Mit Metalldetektor auf Schatzsuche: Archäologe mahnt zur Vorsicht
Kreisarchäologe Dr. Ingo Eichfeld: Sondengängern drohen Gefahren. Zudem müssen sie ein Qualifizierungsprogramm durchlaufen.
Archäologische Funde sind nicht nachwachsende Quellen der Geschichte. Werden sie ohne sorgfältige Dokumentation dem Erdboden entrissen, verlieren sie einen wichtigen Teil ihrer Aussagekraft über unsere gemeinsame Geschichte. Viele archäologische Funde sind zudem zerbrechlich und müssen umgehend sachgerecht behandelt werden, weil sie sonst zu zerfallen drohen. Wer mit einem Metalldetektor nach archäologischen Funden suchen möchte, muss also wissen, wie mit archäologischen Funden umzugehen ist, an wen diese gemeldet werden müssen und vieles andere.
„Sondeln“ grundsätzlich kein Hobby für Kinder oder Minderjährige
Der Gesetzgeber hat daher im Niedersächsischen Denkmalschutzgesetz (NDSchG) vorgesehen, dass die gezielte Suche nach archäologischen Funden mit technischem Gerät – und damit sind hier vor allem Metallsonden und Magnete gemeint – genehmigungspflichtig ist (§ 12 Absatz 1 NDSchG). Die Genehmigungspflicht gilt auch für Detektorgänger, die nicht ausdrücklich nach archäologischen Funden suchen, sondern zum Beispiel nach Meteoriten oder anderen metallischen Objekten. Schließlich kann der Metalldetektor nicht unterscheiden, ob sich im Boden ein archäologischer Fund oder etwas anderes befindet. Dabei kann es sich auch um Kampfmittel handeln, weshalb das „Sondeln“ grundsätzlich kein Hobby für Kinder oder Minderjährige ist.
Sondengänger müssen ein Qualifizierungsprogramm durchlaufen
Unter dem Dach der Archäologischen Kommission für Niedersachsen e.
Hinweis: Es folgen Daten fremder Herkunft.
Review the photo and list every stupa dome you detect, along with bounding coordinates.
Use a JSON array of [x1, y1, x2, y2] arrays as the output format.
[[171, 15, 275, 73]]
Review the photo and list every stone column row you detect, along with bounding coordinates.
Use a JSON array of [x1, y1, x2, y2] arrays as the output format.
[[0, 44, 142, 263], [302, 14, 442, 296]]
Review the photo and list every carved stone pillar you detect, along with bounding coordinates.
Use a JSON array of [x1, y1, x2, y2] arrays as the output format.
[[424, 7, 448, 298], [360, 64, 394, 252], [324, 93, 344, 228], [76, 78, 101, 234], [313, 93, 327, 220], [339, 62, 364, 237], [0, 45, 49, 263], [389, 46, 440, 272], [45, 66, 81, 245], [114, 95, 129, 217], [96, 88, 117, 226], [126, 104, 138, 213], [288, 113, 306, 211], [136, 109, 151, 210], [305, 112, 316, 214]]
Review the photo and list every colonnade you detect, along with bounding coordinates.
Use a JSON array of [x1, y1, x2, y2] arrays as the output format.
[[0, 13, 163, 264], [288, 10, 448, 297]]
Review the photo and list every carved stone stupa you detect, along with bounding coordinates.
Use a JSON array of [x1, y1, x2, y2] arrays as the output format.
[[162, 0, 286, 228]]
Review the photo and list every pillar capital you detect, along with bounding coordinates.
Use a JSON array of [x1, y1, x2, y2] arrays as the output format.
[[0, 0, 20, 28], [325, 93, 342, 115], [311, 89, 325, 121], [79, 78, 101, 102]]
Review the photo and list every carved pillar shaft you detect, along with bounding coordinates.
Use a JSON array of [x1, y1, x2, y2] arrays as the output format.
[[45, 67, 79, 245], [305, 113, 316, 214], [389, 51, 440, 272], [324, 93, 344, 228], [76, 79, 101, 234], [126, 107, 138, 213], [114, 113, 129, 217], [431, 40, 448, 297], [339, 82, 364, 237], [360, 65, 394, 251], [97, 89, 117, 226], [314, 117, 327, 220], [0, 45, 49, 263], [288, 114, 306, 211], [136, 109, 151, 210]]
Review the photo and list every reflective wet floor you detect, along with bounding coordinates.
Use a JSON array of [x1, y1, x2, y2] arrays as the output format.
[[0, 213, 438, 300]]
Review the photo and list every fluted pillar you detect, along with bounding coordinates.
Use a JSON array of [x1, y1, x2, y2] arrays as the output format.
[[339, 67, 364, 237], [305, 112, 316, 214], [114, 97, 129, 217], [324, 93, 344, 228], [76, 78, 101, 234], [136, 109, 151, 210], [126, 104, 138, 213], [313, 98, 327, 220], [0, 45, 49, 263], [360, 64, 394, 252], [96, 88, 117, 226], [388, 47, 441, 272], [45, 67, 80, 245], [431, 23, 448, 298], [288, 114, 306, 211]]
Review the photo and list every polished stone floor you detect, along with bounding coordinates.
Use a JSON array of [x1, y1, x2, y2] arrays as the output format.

V. haben sich die Denkmalbehörden des Landes und der Kommunen auf ein landeseinheitliches Verfahren zur Sensibilisierung und Qualifizierung von Sondengängern geeinigt. Das Prozedere zur Erlangung einer Genehmigung sieht zunächst die Kontaktaufnahme des/der Interessierten mit der jeweils zuständigen Unteren Denkmalschutzbehörde vor, in diesem Fall mit der Kreis- und Stadtarchäologie Gifhorn. In einem Gespräch ist zu klären, ob eine Zusammenarbeit im Sinne des Denkmalschutzes geplant ist. Fällt das Gespräch positiv aus, ist der Besuch einer theoretischen Schulung und eines Praxiskurses vorgesehen. Darin werden den Interessierten die Belange der archäologischen Denkmalpflege, juristische Vorgaben und Gefahren durch Kampfmittel erläutert. Weitere Themen sind die Handhabung von analogen und digitalen Karten, die Einmessung, Verpackung und Fundinventarisation sowie die Meldung der Funde. Nach dem Besuch des Kurses kann der/die Antragsteller/in bei der Unteren Denkmalschutzbehörde eine Nachforschungsgenehmigung beantragen.